The laying begins with a layer of wet cement and a mixture of mud on which thick cement milk is poured evenly before laying the tiles. Twenty-four hours after laying the tiles, the newly laid tiles are washed with water and another layer of cement milk is poured to seal the gaps between the tiles. This is followed by a coat of dry, colored cement which is then wiped away to reveal well filled spaces. The procedure ends with the final layer of grain dust which remains for a week. The tiled floor is then ready for use with a clean soap wash, revealing pure art on the floor.

It’s laborious

SSRDP has manufactured nearly 15,000 square feet of Athangudi tiles since Navaratri 2021. “It’s laborious, a unit of four can make 200 tiles a day and they make them standing, meticulously using natural colored oxides for each tile” , explains Mr. Iyer adding that oxides of red, yellow, green, blue, black and white colors are available, with more shades available by mixing these hues.
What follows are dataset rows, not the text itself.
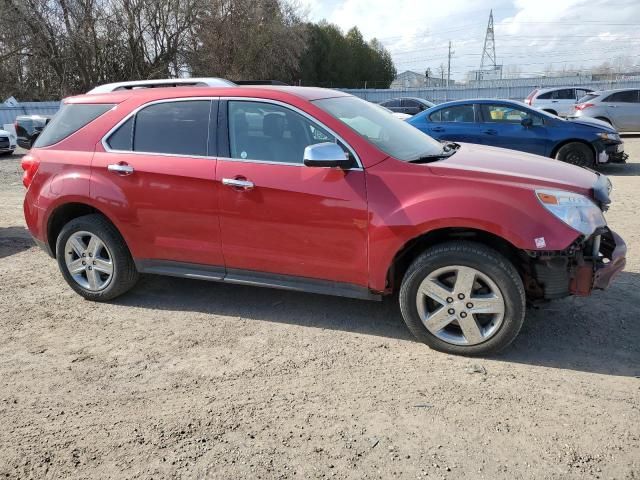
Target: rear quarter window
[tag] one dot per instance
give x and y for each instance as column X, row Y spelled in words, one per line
column 70, row 119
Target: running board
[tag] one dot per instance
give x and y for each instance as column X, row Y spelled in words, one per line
column 258, row 279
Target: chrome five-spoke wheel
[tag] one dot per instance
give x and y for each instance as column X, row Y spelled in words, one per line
column 460, row 305
column 463, row 297
column 88, row 261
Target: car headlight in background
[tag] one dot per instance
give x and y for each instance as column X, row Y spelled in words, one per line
column 609, row 136
column 577, row 211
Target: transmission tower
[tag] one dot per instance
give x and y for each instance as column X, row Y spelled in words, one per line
column 488, row 61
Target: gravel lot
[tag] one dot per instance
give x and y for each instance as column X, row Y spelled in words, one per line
column 182, row 378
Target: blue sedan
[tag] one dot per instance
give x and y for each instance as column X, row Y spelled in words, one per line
column 507, row 124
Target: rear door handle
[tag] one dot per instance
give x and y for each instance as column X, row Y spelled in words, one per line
column 239, row 183
column 120, row 168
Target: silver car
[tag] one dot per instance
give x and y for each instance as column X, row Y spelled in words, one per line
column 620, row 108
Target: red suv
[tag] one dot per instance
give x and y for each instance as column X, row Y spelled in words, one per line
column 314, row 190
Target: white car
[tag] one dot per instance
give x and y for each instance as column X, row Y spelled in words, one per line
column 557, row 100
column 7, row 142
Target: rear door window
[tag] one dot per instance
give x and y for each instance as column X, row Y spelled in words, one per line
column 178, row 128
column 69, row 119
column 172, row 128
column 508, row 114
column 458, row 114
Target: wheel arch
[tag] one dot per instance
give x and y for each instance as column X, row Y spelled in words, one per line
column 63, row 214
column 414, row 247
column 561, row 144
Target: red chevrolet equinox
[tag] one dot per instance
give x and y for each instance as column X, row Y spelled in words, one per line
column 318, row 191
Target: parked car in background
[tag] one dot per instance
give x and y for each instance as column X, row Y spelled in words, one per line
column 326, row 193
column 509, row 124
column 557, row 100
column 29, row 127
column 408, row 105
column 401, row 116
column 7, row 142
column 620, row 108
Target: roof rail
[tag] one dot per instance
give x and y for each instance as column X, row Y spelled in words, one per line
column 161, row 83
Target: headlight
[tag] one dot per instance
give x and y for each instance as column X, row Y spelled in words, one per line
column 576, row 210
column 609, row 136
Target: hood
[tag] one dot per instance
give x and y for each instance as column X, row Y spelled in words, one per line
column 491, row 164
column 592, row 122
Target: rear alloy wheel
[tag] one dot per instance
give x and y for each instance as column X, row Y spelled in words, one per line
column 463, row 298
column 577, row 154
column 94, row 259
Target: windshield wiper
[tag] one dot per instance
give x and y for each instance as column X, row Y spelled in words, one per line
column 448, row 149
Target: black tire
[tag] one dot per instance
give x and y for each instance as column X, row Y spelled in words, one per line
column 479, row 257
column 124, row 275
column 576, row 153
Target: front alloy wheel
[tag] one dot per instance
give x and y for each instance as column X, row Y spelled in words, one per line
column 463, row 297
column 460, row 305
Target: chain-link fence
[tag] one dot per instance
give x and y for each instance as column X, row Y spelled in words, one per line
column 504, row 89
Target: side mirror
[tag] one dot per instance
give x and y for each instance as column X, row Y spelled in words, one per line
column 327, row 154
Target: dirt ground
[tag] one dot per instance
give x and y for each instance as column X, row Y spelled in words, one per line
column 182, row 378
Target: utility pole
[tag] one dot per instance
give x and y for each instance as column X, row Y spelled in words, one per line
column 451, row 52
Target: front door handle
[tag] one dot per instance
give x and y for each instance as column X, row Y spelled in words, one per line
column 239, row 183
column 120, row 168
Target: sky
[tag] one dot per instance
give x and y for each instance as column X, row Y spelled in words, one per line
column 535, row 35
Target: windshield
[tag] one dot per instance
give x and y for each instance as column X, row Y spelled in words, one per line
column 390, row 134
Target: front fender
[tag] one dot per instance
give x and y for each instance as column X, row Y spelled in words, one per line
column 404, row 206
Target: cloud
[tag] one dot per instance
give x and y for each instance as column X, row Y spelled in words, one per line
column 532, row 35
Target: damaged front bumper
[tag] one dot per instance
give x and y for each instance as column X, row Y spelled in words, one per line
column 599, row 271
column 587, row 265
column 611, row 152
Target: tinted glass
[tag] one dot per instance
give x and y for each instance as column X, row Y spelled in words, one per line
column 69, row 119
column 178, row 128
column 628, row 96
column 508, row 114
column 410, row 103
column 457, row 113
column 435, row 116
column 264, row 131
column 391, row 103
column 587, row 97
column 565, row 94
column 581, row 92
column 391, row 135
column 122, row 138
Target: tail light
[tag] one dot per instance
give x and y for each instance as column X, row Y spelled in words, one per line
column 582, row 106
column 29, row 164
Athangudi tiles are available in 10″x10″ and as baseboards and borders in 10″x5″. Border tiles give the floor the appearance of a carpet. Ask Mr. Iyer about the most common complaints of cracks developed over time with Athangudi tiles, and he travels back to the days of red oxide flooring that has stood the test of time for centuries. “It’s the same technology used in the form of tiles in Athangudi. But there are more patterns and designs brought in. The tiles help not to have corrugated flooring as seen in red oxide. Cracks, to a large extent, can be avoided if the tiles have been cured exactly, in the right process. It is after all handmade so imperfections cannot be avoided although they can be minimized with carefully followed processes. Even natural marble is porous, so it’s in the way we celebrate the natural and the handmade,” says Mr. Iyer, adding that even the hairline cracks in Athangudi tiles are being accepted by people as a new pattern. . Maintenance is easy with regular brushing, he says, while adding a few drops of coconut oil once a month while mopping leaves the floor with a better shine.


Ahangudi tiles cost ₹80 per square foot with 144 tiles making up 100 square feet. Installation costs are extra. Customers can also come and choose their pattern and colors at the SSRDP unit, says Iyer.